Table 1.
Comparison of assay and hardware related parameters in SSME recordings on TMEM175 using the SURFE2R N1 and the SURFE2R 96SE.
| Parameter | SURFE2R N1 | SURFE2R 96SE |
|---|---|---|
| Assay parameter | ||
| Main buffer (M) 1 | 30 mM HEPES, 30 mM MES, 5 mM MgCl2, 90 mM NaCl, pH 7.6 (NaOH) | |
| Non-activating solution (NA) 1 | M + 50 mM NaCl | |
| Activating solution (A) 1 | M + 50 mM KCl | |
| Total protein concentration of the sample | 2.2 mg/mL | |
| Sample dilution used per sensor well | 1:10 | 1:100 |
| Sample volume per sensor | 10 µL | 8 µL |
| Sample consumption based on total protein concentration determined via Bradford assay | 2.2 µg protein per sensor | 0.18 µg protein per sensor; 17 µg protein per plate |
| Typical mode of measurement | Sequential recordings on the same sensor using different buffer compositions (i.e., pH or concentration sequence); first, three measurements using standard conditions; in-well normalization of dataset to standard activation response before averaging across sensors | Parallel recordings on different sensors; first, three measurements using standard conditions; then, one assay condition is applied per sensor (i.e., pH, ion concentration, compound addition); in-well normalization of single data point to standard activation response before averaging across sensors |
| Hardware parameter | ||
| Parallelization | Single well | 96 wells |
| Sensor diameter | 3 mm | 3 mm |
| Liquid handling of solution exchange | Continuous solution flow: 1 s NA, 1 s A, 1 s NA |
Stack of solutions in 200 µL pipette: 50 µL NA 2, 30 µL A, 80 µL NA |
| Restoring initial conditions | Rinse with 1 mL NA at continuous flow conditions | Stepwise dilution: remove solution down to ~30 µL well volume; rinse with 200 µL NA; remove solution down to ~30 µL well volume; refill with 60 µL NA |
| Solution flow speed (defines time resolution) | 200 µL/s | 200 µL/s |
| Time resolution taken from [33] | 38 ms | 7 ms |
| Measurement time window (time of A flow) | 1 s | ~250 ms |
| A consumption per measurement | 300 µL (200 µL + 100 µL spare) | 50 µL |
| NA consumption per measurement | 1.6 mL (Measurement: 600 µL; rinse: 1 mL) |
~0.4 mL (Measurement: 130 µL; rinse + refill: 260 µL) |
| Solution consumption per compound and well in compound assay | ~2 mL (rinse, incubate, measure) | ~0.4 mL (rinse, incubate, measure) |
| Read-out characteristics | ||
| TMEM175 peak current | (12 ± 3) nA | (4.1 ± 1) nA |
| Control peak current | (−1.07 ± 0.3) nA | (−1.29 ± 0.52) nA |
| TMEM175 rise time constant τ1 | (5.1 ± 1.3) ms | (9.2 ± 1.7) ms |
| TMEM175 decay time constant τ2 | (10.7 ± 1.1) ms | (10.2 ± 0.8) ms |
| TMEM175 system time constant τ3 3 | (285 ± 71) ms | N.A. |
1 This buffer composition represents our standard condition, which is used to examine the modulation of K+ flux through TMEM175, i.e., in our compound assays. 2 The first NA represents the initial solution, which is taken from the sensor well instead of the reservoir.

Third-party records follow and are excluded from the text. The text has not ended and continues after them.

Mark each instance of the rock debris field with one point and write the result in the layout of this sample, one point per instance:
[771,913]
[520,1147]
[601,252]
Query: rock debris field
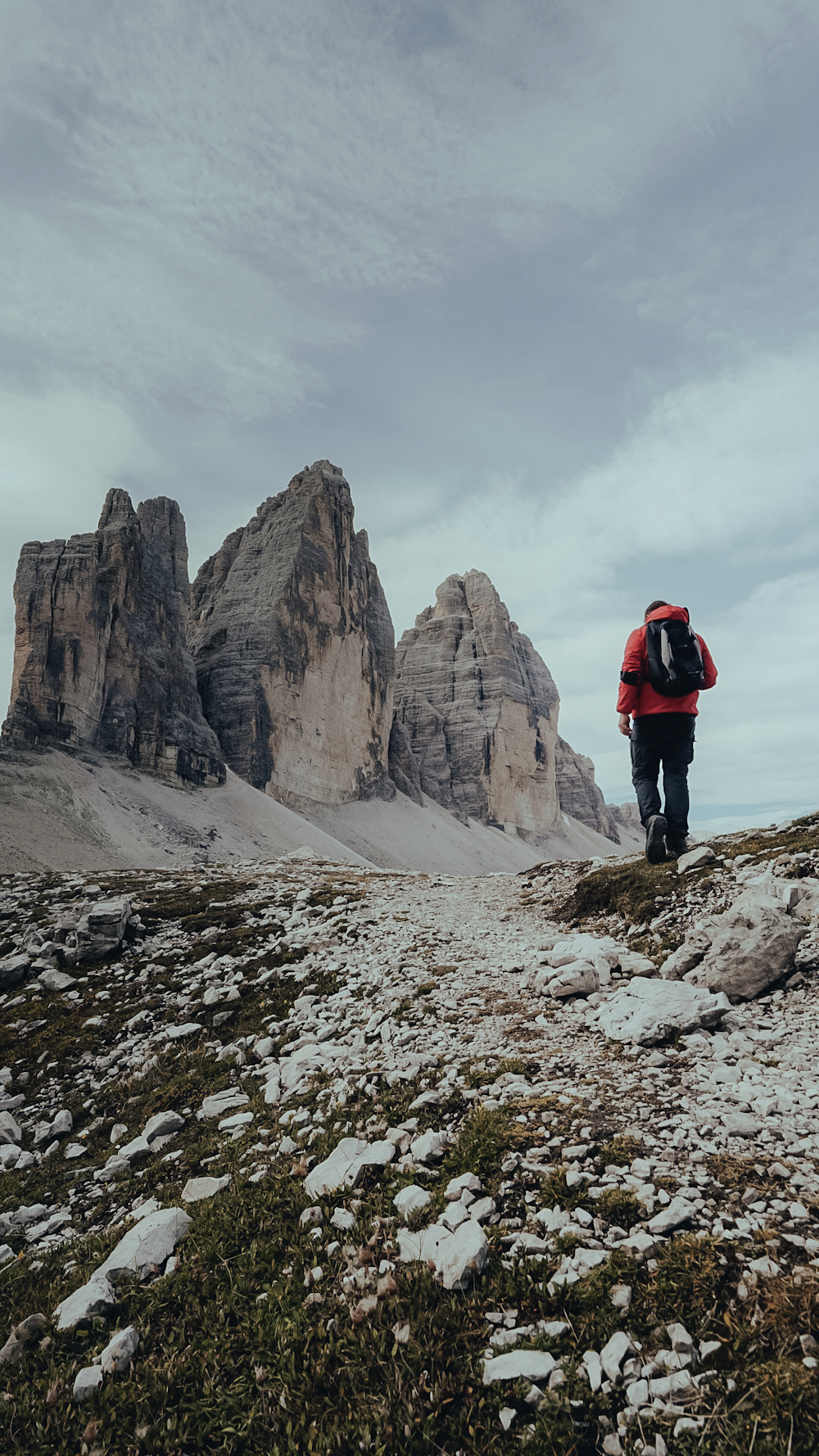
[306,1158]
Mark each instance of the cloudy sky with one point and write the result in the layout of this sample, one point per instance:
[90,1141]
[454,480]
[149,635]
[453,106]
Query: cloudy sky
[538,274]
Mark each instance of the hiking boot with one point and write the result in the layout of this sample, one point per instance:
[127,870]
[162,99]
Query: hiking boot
[656,839]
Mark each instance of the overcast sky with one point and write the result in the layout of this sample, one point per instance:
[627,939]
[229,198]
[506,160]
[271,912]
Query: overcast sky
[540,275]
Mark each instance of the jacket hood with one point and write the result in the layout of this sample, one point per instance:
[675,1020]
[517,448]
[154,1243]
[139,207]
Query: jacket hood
[669,615]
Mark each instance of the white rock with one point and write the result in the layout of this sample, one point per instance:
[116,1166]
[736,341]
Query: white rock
[647,1011]
[375,1156]
[92,1299]
[229,1124]
[614,1353]
[54,980]
[753,945]
[198,1188]
[331,1173]
[429,1147]
[740,1124]
[454,1216]
[410,1200]
[151,1241]
[464,1255]
[117,1356]
[343,1219]
[703,855]
[161,1124]
[465,1181]
[9,1130]
[86,1382]
[482,1209]
[519,1364]
[678,1212]
[222,1102]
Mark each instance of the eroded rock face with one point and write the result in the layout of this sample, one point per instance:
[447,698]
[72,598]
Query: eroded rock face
[295,649]
[579,795]
[101,655]
[480,709]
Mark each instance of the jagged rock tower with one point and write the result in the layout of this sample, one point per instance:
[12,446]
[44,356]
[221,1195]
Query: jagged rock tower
[101,655]
[295,649]
[478,707]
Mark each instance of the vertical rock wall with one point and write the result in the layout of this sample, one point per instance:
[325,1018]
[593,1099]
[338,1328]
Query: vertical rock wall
[101,655]
[295,649]
[579,794]
[480,708]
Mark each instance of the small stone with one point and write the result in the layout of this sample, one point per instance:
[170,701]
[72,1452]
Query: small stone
[229,1124]
[621,1296]
[117,1356]
[456,1186]
[86,1383]
[222,1102]
[703,855]
[678,1212]
[740,1124]
[519,1364]
[56,980]
[411,1200]
[198,1188]
[343,1219]
[614,1353]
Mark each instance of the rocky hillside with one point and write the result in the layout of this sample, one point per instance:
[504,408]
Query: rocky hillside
[310,1158]
[101,657]
[295,649]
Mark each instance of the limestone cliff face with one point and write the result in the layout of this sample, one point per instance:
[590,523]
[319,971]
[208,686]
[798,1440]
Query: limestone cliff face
[480,708]
[579,794]
[101,655]
[295,649]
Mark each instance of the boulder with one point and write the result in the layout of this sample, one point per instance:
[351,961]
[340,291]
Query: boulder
[101,654]
[647,1011]
[753,945]
[411,1200]
[576,979]
[519,1364]
[92,1300]
[222,1102]
[295,649]
[331,1173]
[151,1242]
[695,858]
[461,1259]
[13,970]
[117,1356]
[197,1188]
[86,1383]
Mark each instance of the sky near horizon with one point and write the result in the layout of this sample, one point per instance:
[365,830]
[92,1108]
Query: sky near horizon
[540,275]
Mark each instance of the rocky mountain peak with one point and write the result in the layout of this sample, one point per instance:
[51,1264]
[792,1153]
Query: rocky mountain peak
[295,649]
[478,707]
[101,655]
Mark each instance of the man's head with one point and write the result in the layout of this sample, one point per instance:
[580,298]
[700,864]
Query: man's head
[654,608]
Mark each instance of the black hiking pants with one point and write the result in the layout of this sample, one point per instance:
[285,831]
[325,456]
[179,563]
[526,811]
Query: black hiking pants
[667,740]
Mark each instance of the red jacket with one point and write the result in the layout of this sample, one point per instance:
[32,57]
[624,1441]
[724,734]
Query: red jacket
[636,694]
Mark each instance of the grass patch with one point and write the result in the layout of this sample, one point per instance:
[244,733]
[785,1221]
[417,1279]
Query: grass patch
[626,890]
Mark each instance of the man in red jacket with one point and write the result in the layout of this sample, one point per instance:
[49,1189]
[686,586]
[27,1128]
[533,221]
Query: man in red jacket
[662,735]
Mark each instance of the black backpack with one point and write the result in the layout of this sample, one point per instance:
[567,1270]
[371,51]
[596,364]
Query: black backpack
[675,658]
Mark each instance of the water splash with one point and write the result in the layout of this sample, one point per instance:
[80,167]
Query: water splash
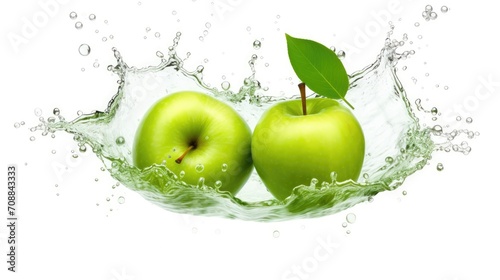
[396,146]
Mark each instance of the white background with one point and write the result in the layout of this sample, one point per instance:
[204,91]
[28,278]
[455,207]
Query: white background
[445,228]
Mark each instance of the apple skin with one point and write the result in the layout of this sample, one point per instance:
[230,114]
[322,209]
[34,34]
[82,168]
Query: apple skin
[290,149]
[219,134]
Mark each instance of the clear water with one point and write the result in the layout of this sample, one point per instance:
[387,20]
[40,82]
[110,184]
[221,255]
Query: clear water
[397,145]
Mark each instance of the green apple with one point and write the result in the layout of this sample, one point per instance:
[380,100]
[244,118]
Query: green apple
[290,148]
[197,137]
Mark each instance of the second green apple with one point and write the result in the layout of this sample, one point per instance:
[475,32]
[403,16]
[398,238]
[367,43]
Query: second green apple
[290,149]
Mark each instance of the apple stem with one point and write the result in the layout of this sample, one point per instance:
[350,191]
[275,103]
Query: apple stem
[179,160]
[302,88]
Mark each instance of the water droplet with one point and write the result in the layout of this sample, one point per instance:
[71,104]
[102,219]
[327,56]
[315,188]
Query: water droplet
[120,140]
[225,85]
[199,168]
[439,167]
[350,218]
[257,44]
[218,184]
[84,49]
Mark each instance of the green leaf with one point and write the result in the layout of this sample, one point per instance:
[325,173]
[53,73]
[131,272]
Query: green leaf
[318,67]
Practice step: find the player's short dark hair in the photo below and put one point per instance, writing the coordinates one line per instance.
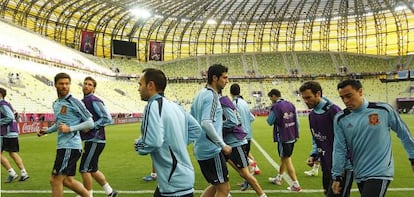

This compensates for slight differences of the well solution compared to NA solution in the reservoir and prevents solution exchange artifacts. 3 The system time constant is a consequence of capacitor discharging and affected by capacitance and conductance of the compound membrane on the sensor [32]. It is only visible for fast currents in SSME and does not provide information about TMEM175, but rather represents properties of the sensor.